The burden rests on the inmate to demonstrate that a constitutionally protected liberty interest has been infringed by the actions or inactions of prison officials, Johnson v. Meehan, 225 Conn. 528, 547, 626 A.2d 244 (1993). Even so, it is possible for such a violation of due process to arise from the failure of prison staff to adhere to correctional rules and practices, Id.
The court concludes that the failure to appoint a substitute advocate or to postpone the petitioner's disciplinary hearing to accommodate that assistance comprises a due process violation enforceable through habeas corpus. As quoted above, § 25 of the Code of Penal Discipline, promulgated through Administrative Directive 9.5, specifically bestows upon an inmate accused of misconduct recourse to an advocate to " assist the inmate in preparing a defense." The petitioner elected to exercise the option offered to him and an advocate was appointed for that purpose. He was entitled to rely on that promise of assistance, but Counselor Crandall's absence left him in the lurch.

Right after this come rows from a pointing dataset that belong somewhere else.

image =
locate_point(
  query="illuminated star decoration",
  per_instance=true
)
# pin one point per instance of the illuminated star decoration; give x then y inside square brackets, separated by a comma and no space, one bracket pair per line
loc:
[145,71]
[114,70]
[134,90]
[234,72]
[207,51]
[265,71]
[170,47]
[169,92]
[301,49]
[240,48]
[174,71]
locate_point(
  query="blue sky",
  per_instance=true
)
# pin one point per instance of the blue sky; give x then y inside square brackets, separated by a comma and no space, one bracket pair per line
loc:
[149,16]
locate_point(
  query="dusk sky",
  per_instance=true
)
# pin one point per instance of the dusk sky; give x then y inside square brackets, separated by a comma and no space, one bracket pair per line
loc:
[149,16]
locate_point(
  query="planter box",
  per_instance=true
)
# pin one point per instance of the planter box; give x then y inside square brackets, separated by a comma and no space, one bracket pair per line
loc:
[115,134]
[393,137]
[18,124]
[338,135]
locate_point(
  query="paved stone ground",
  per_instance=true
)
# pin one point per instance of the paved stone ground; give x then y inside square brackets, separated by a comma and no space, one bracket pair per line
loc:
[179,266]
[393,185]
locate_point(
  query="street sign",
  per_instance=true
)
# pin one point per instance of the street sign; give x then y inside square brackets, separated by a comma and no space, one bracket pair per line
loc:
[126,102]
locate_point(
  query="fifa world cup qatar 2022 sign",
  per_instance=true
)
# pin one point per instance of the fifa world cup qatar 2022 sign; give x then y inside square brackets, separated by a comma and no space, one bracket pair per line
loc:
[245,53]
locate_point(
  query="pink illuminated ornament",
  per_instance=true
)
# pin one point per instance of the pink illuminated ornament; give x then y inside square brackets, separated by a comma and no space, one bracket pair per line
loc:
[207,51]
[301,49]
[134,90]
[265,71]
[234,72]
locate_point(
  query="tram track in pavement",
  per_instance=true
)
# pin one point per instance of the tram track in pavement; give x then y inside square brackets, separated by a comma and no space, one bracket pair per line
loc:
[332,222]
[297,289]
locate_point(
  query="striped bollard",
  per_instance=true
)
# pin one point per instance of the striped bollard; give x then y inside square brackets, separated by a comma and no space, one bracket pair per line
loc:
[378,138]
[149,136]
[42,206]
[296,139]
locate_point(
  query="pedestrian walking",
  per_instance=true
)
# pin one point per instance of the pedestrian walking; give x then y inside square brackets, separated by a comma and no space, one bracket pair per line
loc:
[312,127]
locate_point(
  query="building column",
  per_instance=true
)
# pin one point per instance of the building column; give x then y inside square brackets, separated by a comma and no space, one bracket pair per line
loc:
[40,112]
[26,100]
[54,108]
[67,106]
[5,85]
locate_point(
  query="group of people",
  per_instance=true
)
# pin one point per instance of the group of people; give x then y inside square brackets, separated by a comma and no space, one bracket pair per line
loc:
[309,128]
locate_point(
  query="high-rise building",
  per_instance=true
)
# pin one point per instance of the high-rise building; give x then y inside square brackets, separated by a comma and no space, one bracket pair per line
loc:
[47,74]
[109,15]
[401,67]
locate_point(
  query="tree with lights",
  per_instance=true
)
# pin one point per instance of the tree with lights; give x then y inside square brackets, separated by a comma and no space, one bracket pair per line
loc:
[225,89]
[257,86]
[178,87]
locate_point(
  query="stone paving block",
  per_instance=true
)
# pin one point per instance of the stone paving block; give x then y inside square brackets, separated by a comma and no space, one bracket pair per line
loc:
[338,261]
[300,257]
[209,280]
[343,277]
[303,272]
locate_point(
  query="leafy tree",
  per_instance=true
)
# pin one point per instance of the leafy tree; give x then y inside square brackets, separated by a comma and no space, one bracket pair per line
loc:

Of course, as an inmate, the petitioner had no independent access to the video recording or to inmate Melendez. Crandall never saw the recording nor did she request that the investigating officer play it during the disciplinary hearing because she was unaware of the hearing. The court holds that if by virtue of agency directives, prison officials offer an inmate use of an advocate to resist disciplinary punishment and the inmate chooses to accept that assistance, such assistance cannot be frustrated because of inconvenience similar to that which arose in the petitioner's case. The DHO had available by rule, the choice of postponing the hearing or substituting a new advocate and opted to do neither despite the petitioner's expressed desire for assistance. The habeas corpus petition is granted to the extent that the matter is remanded to the Department of Corrections for a new disciplinary hearing.